11 v 11 in U14 and Up
It is in this age group that the ability to understand and carry out the demands of positional play truly develops. Indeed one can make the case that, were it not for the contemporary approach of organizing youth soccer around formal teams and games, that it is only at this age that we would attempt to teach positional play. Certainly, prior to the era of organized youth soccer, most children did not play on an organized team or in such large player numbers until this age.
By age 14 most soccer players have a good understanding of the basic system of defensive, midfield and attacking play and are entering the period when they can comprehend some of the more subtle aspects of a particular system of play. It is at this age that the coach also needs to develop a throrough understanding of the different systems, their strengths and weaknesses, and how they relate to the basic principles of play.
The most straightfoward system of play, and one that is recommended for the younger players in this range is 4-3-3. This formation retains the benefits, described previously, of a 3 player line in midfield and attack. There are two ways to organize the defensive line, with a "sweeper" or without, which is sometimes called a "flat back four". The sweeper almost constitutes an additional line (1-3-3-3), because he/she typically plays just behind the line of defense and acts as cover for that line. However, the sweeper should not be positioned so far back as to be unable to provide immediate cover should one of the other defenders is beaten. The distinguishing aspect of the sweeper is thet he/she never directly guards (marks) an opponent. In the flat back four formation, there are effectively two center backs who cover the center area. Both center backs may mark an opponent, typically if the opponents are playing two attackers in central positions.
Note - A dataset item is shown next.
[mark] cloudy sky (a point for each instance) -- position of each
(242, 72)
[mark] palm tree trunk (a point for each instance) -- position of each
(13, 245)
Critics of the overly defensive aspects of modern soccer would certainly prefer 4-3-3 over 4-4-2, which is the de facto formation today in the adult game in which one attacker is pulled back to strengthen the midfield. The very attack-minded formation of 4-2-4 is rarely used these days, as the demands on the midfield players are too great. Whereas 4-3-3 encourages traditional attacking wing play by wing forwards who stay wide, 4-4-2 requires the two attackers to divide their time between the center and the wings. For example, with 4-3-3, if the attacking team has a throw-in on one side of the field, the wing player on that side is the natural target and should be in position. With 4-4-2, one of the attackers will have to move to that side of the field to be a target. The two players must work together to cover the width and not become too separated. Lots of diagonal running between the center and the wings can make the two person attack very effective, because the defensive players have to constantly trade off marking responsibility. With a 3 person attacking line, the marking responsibilities often stay fixed.
A popular contemporary system of play is 3-5-2. This is a challenging system to operate effectively and certainly better suited to older players who have a good grasp of the basic systems. The essence of this system is that the two outside midfield players operate as "wing-backs", with more attacking and defending responsibilities than the other midfield players. On attack, the wing-backs can take the role of traditional wingers thus augmenting the forward line. On defence, they play almost like full-backs. Clearly the physical demands on such players are considerable.
Coaches sometimes resort to other exotic systems of play in special circumstances, such as 3-6-1 or 4-5-1. However, it is unusual for a team to start a game this way. In almost every game on the planet, the players will line up in one of the systems of play described above.